When the neighbor kid's Dad has neglected to teach his son how to throw a football the retrosexual man takes care of it.

The retrosexual man cooks his family a nice big breakfast on weekend mornings. In this way he spoils his kids and also his wife who by the way needs to replenish some of the calories she burned last night with him.

When the retrosexual man's kid comes home from school complaining of being bullied he immediately says "you don't have to take that" and provides some tips on how to get the most hits in on the bully. When the wife pipes up about this kind of behavior bringing on trouble from the school administrators the retrosexual man says that is bullst and that he will stand behind his kid 100% and if the administrators give him any grief he will demonstrate those moves on them.

The retrosexual man is within his bounds to call his wife at any time and let her know that he wants some tonight. This type of phone call is not a discussion BTW.

By the time he has lived in the same place for 5 years a retrosexual man will know most of his neighbors by name because by then he has helped them push cars out of ditches, caught runaway dogs, helped move furniture, or provided first aid, etc., for all of them.

The retrosexual man will pull over and ask the stranded motorist if he needs help no matter the time or place.

The retrosexual man will tell the his one neighbor's kids to stay out of the other neighbor's yard even if neither of those neighbors have the balls to say so themselves.
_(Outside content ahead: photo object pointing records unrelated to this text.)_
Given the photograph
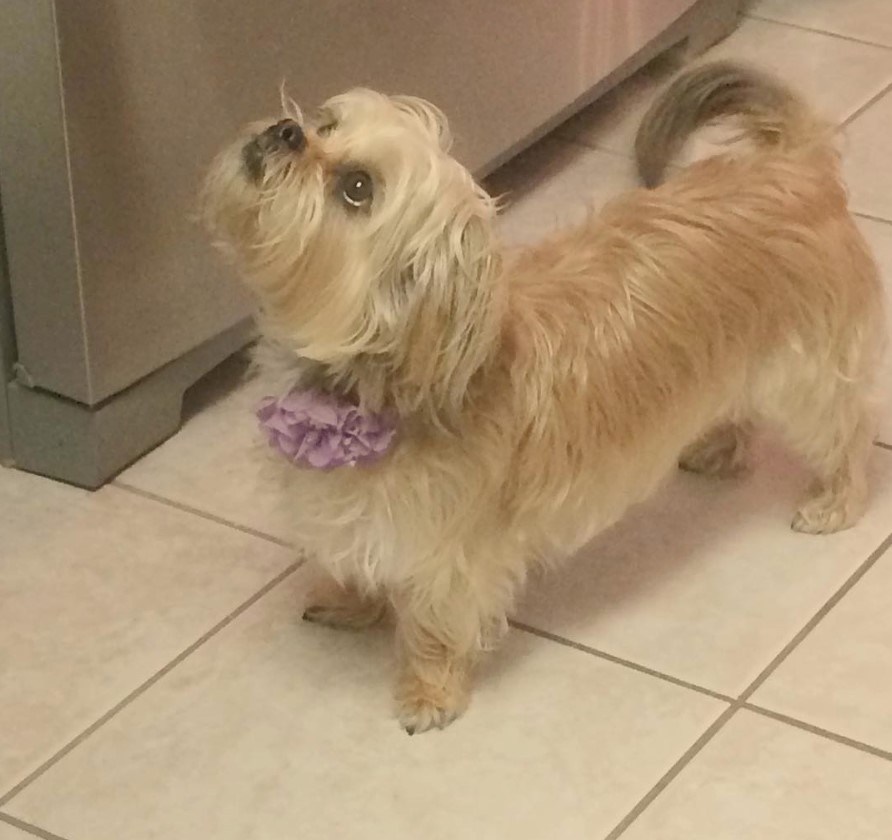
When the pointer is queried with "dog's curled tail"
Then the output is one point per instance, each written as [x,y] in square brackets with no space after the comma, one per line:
[771,114]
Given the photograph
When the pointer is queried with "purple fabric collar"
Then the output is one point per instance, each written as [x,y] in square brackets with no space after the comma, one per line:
[323,431]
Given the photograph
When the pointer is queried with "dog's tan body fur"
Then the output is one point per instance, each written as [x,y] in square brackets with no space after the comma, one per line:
[543,394]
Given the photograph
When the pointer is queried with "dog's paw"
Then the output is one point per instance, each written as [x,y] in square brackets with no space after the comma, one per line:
[343,608]
[422,707]
[824,515]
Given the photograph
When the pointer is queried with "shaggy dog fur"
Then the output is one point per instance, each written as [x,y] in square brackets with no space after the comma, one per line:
[540,395]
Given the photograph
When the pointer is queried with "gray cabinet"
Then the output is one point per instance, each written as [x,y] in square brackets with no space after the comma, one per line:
[111,302]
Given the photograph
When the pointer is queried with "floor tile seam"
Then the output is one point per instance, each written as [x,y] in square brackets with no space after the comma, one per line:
[621,661]
[865,106]
[852,39]
[820,731]
[820,614]
[673,772]
[203,514]
[28,828]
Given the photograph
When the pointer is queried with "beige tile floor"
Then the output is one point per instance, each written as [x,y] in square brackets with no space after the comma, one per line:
[699,672]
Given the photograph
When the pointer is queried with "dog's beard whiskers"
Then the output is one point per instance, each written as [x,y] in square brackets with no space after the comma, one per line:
[290,108]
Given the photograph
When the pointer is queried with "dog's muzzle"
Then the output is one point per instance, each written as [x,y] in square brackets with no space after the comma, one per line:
[284,136]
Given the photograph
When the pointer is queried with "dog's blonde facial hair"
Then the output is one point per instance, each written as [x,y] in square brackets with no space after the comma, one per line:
[399,301]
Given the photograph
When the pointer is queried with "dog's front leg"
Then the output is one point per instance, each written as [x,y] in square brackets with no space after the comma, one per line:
[443,623]
[436,661]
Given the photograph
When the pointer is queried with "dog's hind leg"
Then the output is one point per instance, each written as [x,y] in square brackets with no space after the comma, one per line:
[723,451]
[837,450]
[827,419]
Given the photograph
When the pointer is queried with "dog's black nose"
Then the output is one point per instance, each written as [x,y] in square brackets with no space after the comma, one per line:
[289,133]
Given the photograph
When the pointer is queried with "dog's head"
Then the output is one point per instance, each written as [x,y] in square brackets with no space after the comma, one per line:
[363,239]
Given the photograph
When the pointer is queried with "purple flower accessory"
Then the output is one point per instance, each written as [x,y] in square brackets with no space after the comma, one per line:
[323,431]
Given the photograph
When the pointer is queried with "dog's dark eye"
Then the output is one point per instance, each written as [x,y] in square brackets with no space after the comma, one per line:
[356,188]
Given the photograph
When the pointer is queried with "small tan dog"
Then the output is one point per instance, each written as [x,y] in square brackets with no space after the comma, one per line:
[537,398]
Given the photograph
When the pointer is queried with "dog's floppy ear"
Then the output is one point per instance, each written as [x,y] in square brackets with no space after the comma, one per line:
[430,116]
[452,282]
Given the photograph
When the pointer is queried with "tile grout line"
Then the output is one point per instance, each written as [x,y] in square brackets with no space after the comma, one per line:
[802,28]
[827,734]
[816,619]
[618,660]
[148,683]
[741,701]
[669,776]
[863,107]
[29,828]
[211,517]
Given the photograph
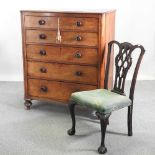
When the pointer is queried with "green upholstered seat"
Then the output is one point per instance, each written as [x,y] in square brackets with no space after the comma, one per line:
[102,100]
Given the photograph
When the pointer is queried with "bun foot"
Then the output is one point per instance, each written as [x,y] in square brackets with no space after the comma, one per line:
[102,150]
[28,104]
[71,132]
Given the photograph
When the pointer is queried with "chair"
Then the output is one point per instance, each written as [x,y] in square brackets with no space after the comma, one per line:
[104,101]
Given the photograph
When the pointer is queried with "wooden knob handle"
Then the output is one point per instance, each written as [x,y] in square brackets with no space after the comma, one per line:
[76,90]
[78,73]
[44,89]
[78,38]
[42,52]
[78,23]
[42,36]
[41,22]
[78,55]
[43,70]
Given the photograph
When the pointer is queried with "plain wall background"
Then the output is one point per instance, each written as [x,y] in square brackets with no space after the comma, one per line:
[135,22]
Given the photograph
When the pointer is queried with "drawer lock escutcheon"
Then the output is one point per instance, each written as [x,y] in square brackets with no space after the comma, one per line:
[78,55]
[42,52]
[42,36]
[44,89]
[78,73]
[78,38]
[43,70]
[78,23]
[41,22]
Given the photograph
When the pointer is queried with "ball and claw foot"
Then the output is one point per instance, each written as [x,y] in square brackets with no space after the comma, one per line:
[102,150]
[28,104]
[71,132]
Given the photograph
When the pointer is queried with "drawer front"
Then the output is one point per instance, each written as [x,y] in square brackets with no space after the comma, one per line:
[41,22]
[51,89]
[64,54]
[55,71]
[82,24]
[40,36]
[68,38]
[79,38]
[66,23]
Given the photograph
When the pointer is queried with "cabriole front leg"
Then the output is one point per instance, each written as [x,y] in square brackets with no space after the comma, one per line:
[104,120]
[28,104]
[130,108]
[71,106]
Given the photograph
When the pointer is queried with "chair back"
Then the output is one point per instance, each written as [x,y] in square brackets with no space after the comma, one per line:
[123,62]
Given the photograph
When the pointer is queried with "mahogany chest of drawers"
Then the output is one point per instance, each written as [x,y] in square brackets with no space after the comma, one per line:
[64,52]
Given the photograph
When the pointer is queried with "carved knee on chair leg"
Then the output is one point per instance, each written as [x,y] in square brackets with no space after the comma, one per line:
[102,149]
[71,132]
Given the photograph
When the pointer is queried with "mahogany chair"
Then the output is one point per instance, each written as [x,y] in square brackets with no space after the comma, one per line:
[104,101]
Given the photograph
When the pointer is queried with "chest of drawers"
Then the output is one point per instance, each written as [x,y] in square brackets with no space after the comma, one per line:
[64,52]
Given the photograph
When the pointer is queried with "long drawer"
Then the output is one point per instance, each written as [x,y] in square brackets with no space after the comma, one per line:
[54,90]
[66,23]
[55,71]
[62,54]
[68,38]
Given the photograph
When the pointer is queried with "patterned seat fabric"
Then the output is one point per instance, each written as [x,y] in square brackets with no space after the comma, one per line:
[102,100]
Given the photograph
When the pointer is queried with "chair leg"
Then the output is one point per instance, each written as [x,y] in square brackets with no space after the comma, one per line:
[71,106]
[130,108]
[104,120]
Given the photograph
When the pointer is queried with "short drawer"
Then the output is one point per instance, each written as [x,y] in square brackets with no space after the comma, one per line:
[54,90]
[67,38]
[63,72]
[63,54]
[41,22]
[66,23]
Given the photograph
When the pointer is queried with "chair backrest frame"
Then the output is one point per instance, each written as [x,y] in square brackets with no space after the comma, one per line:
[123,62]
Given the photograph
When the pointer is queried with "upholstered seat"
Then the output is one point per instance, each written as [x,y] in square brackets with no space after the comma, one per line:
[102,100]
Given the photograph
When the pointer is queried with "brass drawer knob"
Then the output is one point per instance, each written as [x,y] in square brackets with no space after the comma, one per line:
[42,52]
[43,70]
[78,38]
[78,23]
[43,88]
[78,55]
[41,22]
[42,36]
[78,73]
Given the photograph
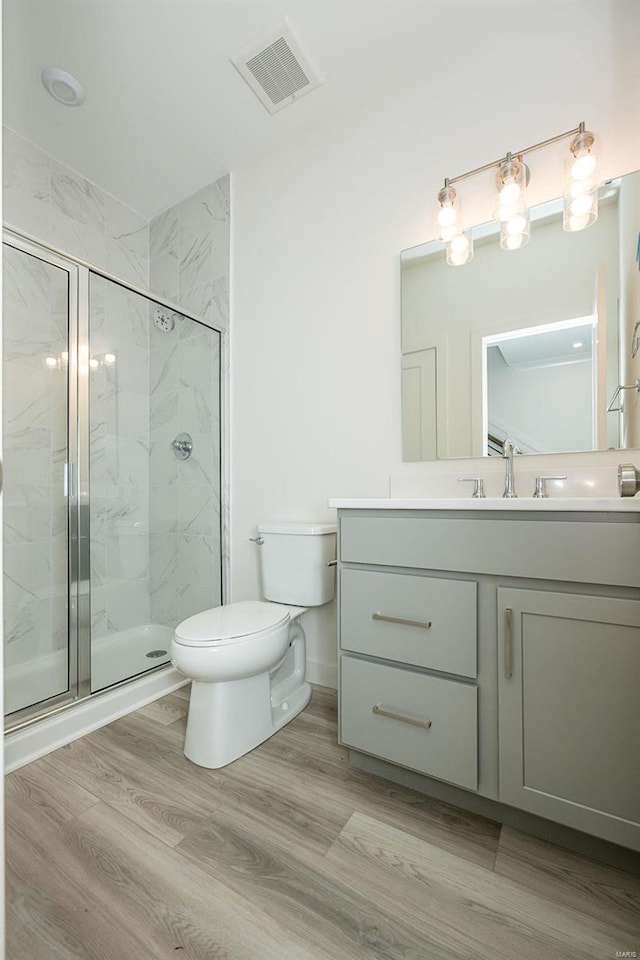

The retrosexual man will use profanity like an artist uses paints on a canvas. He will (by example) teach all around him the beauty and necessity of words like motherfer when they are used in the appropriate context.

It is the responsibility of the retrosexual man to show others how a strike from the side of the hand is all that is necessary to fix many problems with common household electrical items. When this tactic fails he will then disassemble said object and (if possible) fix it with his own hands.

The retrosexual man lends more than he borrows.

The retrosexual man's favorite shirt is whatever he finds first when he opens the closet door.

You can generally tell a retrosexual man by the way animals (especially dogs) seem to be drawn to him. This isn't by coincidence.

The retrosexual man offers his guests a beer no matter the occasion.

By virtue of his nature, the retrosexual man is always in danger of offending people in environments such as workplace offices, PTA meetings, etc....basically anyplace where they have male and female people rather than men and women. Smart people should realize the retrosexual man is no more responsible for his offenses in this environment than a compass is responsible for its pointing north all the time.

The term "retrosexual man" is something of a redundancy.